What We Know and What We Don't Know About North Korea

In a recent article in Foreign Policy Ploughshare's Grantees Robert Carlin and Joel Wit, remind us that if we know anything about North Korea it's that we don't know much about North Korea.  

In the article, Carlin and Wit, both former U.S. policymakers and well respected voices on issues related to the Korean Peninsula, lament the wave of analysis and assumptions that precede the much anticipated conference of the ruling Workers' Party in North Korea.  The Worker's Party conference was called in response to Kim Jong Il's increasing frailty in order to pick new leadership for the Party.  

The 'analytical missteps" succinctly addressed by the authors include claims regarding the succession of power, the weakness of the North Korean State and the significance of diplomatic interaction between Pyongyang and former U.S. President Jimmy Carter and Pyongyang and Beijing.  
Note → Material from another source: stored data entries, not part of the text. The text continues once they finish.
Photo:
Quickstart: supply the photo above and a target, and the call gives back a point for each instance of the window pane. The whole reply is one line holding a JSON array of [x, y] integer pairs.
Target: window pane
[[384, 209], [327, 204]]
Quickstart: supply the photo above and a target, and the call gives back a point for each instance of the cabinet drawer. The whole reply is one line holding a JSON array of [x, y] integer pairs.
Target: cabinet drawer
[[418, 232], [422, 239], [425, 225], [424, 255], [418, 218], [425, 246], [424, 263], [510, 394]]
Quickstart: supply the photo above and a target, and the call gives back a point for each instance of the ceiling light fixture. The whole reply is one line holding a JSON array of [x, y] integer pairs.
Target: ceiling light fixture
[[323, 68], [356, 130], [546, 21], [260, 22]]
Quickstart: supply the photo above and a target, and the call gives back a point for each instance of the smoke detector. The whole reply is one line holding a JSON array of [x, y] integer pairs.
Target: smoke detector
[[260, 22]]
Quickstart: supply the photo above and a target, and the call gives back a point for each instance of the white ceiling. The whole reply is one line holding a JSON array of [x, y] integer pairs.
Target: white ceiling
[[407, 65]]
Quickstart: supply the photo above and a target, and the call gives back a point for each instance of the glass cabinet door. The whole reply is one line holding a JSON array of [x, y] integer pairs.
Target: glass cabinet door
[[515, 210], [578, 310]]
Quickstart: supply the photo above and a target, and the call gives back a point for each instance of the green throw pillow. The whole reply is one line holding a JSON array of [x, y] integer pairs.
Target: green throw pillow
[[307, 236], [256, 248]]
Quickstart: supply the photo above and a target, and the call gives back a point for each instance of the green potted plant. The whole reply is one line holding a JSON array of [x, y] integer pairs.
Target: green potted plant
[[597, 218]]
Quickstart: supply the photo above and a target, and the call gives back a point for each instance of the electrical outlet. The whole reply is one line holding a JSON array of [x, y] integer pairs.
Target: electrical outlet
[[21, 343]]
In Carlin and Wit's words, "Yogi Berra's famous observation -- 'it's déjà vu all over again' -- could well describe recent analysis of the succession. "  The authors remind readers that "there was a lot of goofy reporting about Kim Jong Il during the last power transition in the 1980s and 90s, following the death of his father, Kim Il Sung" and it seems the status quo has not changed.  Carlin and Wit stress that the narrative surrounding North Korea's imminent collapse has been supported by the South Korean media for years and as such is questionable.  

Lastly, as the article describes, too much significance should not be placed on the recent diplomatic rumblings "North Korean and Chinese leaders have a long, long history of visiting each other. These visits are important, but there is a tendency to overanalyze the significance of any single trip."

Carlin and Wit close their analysis of the public commentary on events – past, present and future – on the Korean Peninsula with a wisdom gleaned from “15 years in thinking about how to deal with Pyongyang”, asserting that in the world of foreign policy analysts knowing how to ask the right questions is paramount and "unfortunately, that's a lesson that has to be learned over and over again in regards to the North."